March 16, 2024

Translation: Lotus Love (Yellow Magic Orchestra)

The general arc of Yellow Magic Orchestra's discography looks something like this:


1978 - Yellow Magic Orchestra (the "electronic exotica" project as originally conceived; practically a Hosono solo album)

1979 - Solid State Survivor (a sister album to the above, featuring more Sakamoto and Takahashi songs)

1980 - X∞Multiplies (huge left turn)

1981 - BGM (huge left turn)

1981 - Technodelic (a sister album to the above)

1983 - Naughty Boys (huge left turn)

1983 - Service (a sister album to the above)

1992 - Technodon (huge left turn)


...which suggests that, if they'd made a follow-up to Technodon shortly thereafter, it would have been a sister album. (X∞Multiplies, the apparent outlier, has a sister album too, but it's a Takahashi solo record, 1980's Murdered by the Music.)

The crazy left turns are part of what make exploring the band's catalogue so fun. It's hard to imagine the band's debut if you're coming off of Hosono's Tropical Trilogy like I was. Neither Solid State Survivor nor X∞Multiplies would lead you to imagine anything like BGM. And Naughty Boys is probably the greatest blast of all. 

It was, in fact, a conscious effort to self-combust. "You know what?
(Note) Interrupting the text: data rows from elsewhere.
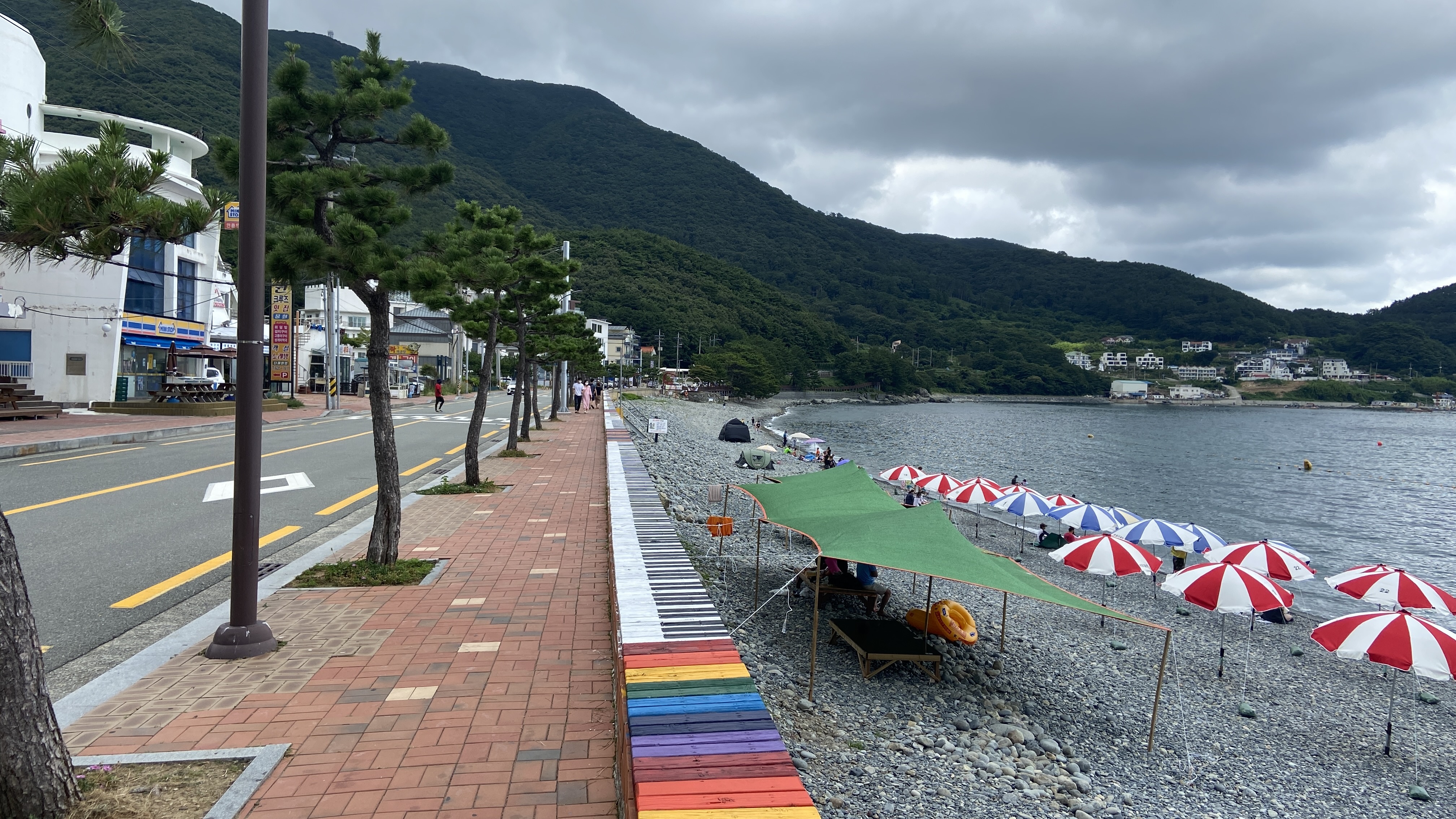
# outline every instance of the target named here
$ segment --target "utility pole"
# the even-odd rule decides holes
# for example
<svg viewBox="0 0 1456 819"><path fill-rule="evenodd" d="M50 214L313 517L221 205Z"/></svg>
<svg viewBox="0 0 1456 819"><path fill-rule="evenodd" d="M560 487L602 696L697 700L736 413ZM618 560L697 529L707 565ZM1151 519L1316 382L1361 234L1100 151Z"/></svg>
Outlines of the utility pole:
<svg viewBox="0 0 1456 819"><path fill-rule="evenodd" d="M258 657L278 647L258 619L258 519L264 450L264 226L268 157L268 0L243 0L242 156L237 189L237 395L233 437L233 587L226 624L207 657ZM376 328L377 331L379 328Z"/></svg>

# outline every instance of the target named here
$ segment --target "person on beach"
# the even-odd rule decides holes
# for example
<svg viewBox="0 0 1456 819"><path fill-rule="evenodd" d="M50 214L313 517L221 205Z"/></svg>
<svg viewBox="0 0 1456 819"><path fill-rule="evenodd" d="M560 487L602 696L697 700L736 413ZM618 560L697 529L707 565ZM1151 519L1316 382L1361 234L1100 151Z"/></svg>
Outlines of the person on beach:
<svg viewBox="0 0 1456 819"><path fill-rule="evenodd" d="M879 567L872 563L856 563L855 577L866 590L879 593L878 597L865 597L868 614L885 614L885 606L890 605L890 586L879 583ZM879 600L878 606L875 600Z"/></svg>

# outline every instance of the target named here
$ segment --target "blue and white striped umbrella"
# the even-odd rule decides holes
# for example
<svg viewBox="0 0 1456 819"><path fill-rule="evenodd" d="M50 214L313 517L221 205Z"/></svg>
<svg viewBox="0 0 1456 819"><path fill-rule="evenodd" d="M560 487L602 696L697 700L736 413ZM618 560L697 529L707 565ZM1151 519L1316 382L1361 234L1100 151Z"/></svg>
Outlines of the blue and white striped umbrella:
<svg viewBox="0 0 1456 819"><path fill-rule="evenodd" d="M1217 548L1223 548L1223 546L1229 545L1229 542L1224 541L1223 538L1220 538L1216 532L1210 532L1208 529L1204 529L1203 526L1198 526L1197 523L1179 523L1179 526L1182 526L1184 529L1192 532L1194 535L1198 535L1198 541L1194 542L1194 545L1192 545L1192 551L1195 551L1198 554L1203 554L1203 552L1206 552L1208 549L1217 549Z"/></svg>
<svg viewBox="0 0 1456 819"><path fill-rule="evenodd" d="M1117 522L1123 526L1137 523L1139 520L1143 519L1142 514L1133 514L1131 512L1123 509L1121 506L1114 506L1111 509L1112 509L1112 517L1115 517Z"/></svg>
<svg viewBox="0 0 1456 819"><path fill-rule="evenodd" d="M1047 498L1041 497L1040 494L1031 490L1026 490L1024 493L1009 494L997 501L993 501L990 506L992 509L999 509L1002 512L1019 514L1021 517L1029 517L1032 514L1047 514L1053 509L1059 509L1051 506L1051 503L1047 501ZM1075 507L1061 507L1061 509L1075 509Z"/></svg>
<svg viewBox="0 0 1456 819"><path fill-rule="evenodd" d="M1123 522L1117 519L1117 514L1105 506L1095 506L1091 503L1083 503L1080 506L1061 506L1053 509L1051 517L1073 526L1076 529L1088 529L1092 532L1112 532L1123 526Z"/></svg>
<svg viewBox="0 0 1456 819"><path fill-rule="evenodd" d="M1198 535L1194 535L1178 523L1169 523L1156 517L1123 526L1112 533L1124 541L1133 541L1140 546L1192 546L1198 542Z"/></svg>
Instead of being experimental and trend-setting this time, let's just make a dumb J-pop record that adheres to all the trends. Let's eat ourselves." It wouldn't have been made at all (oh frightening thought) if their record label, Alfa, hadn't twisted their arm. And then Naughty Boys was such a hit that they had to make another, which they named Service: like, fanservice.

The point of all this is that Lotus Love, Hosono's song, is the only thing on Naughty Boys in which you might recognize the Yellow Magic Orchestra from two years before. It has that weird, off-kilter, spiritual vibe; for this one song alone, they allowed half a hand to stray back into that BGM/Technodelic darkness...

...but lyrically it's resplendent. 


.


A feeling that never changes,
eternally returning and reverberating:
I love you.
Petals in the inner corner of the eye,
the customary incantation in the throat:
I love you.

Baby, come leap through time!
Baby, let's go meet outside the world.

Sitting in the dusk.
Invisible words:
I love you.
And when fatigue overcomes me,
I become like snow, melting in sunlight:
you love me.

Baby, come leap through time!
Baby, let's go meet outside the world.
Baby, let's go meet outside the world.

An incantation surreptitiously grazing
a mouth seen briefly, in a dream:
love, love, love.

Baby, come leap through time!
Baby, let's go meet outside the world.
Baby, let's go meet outside the world.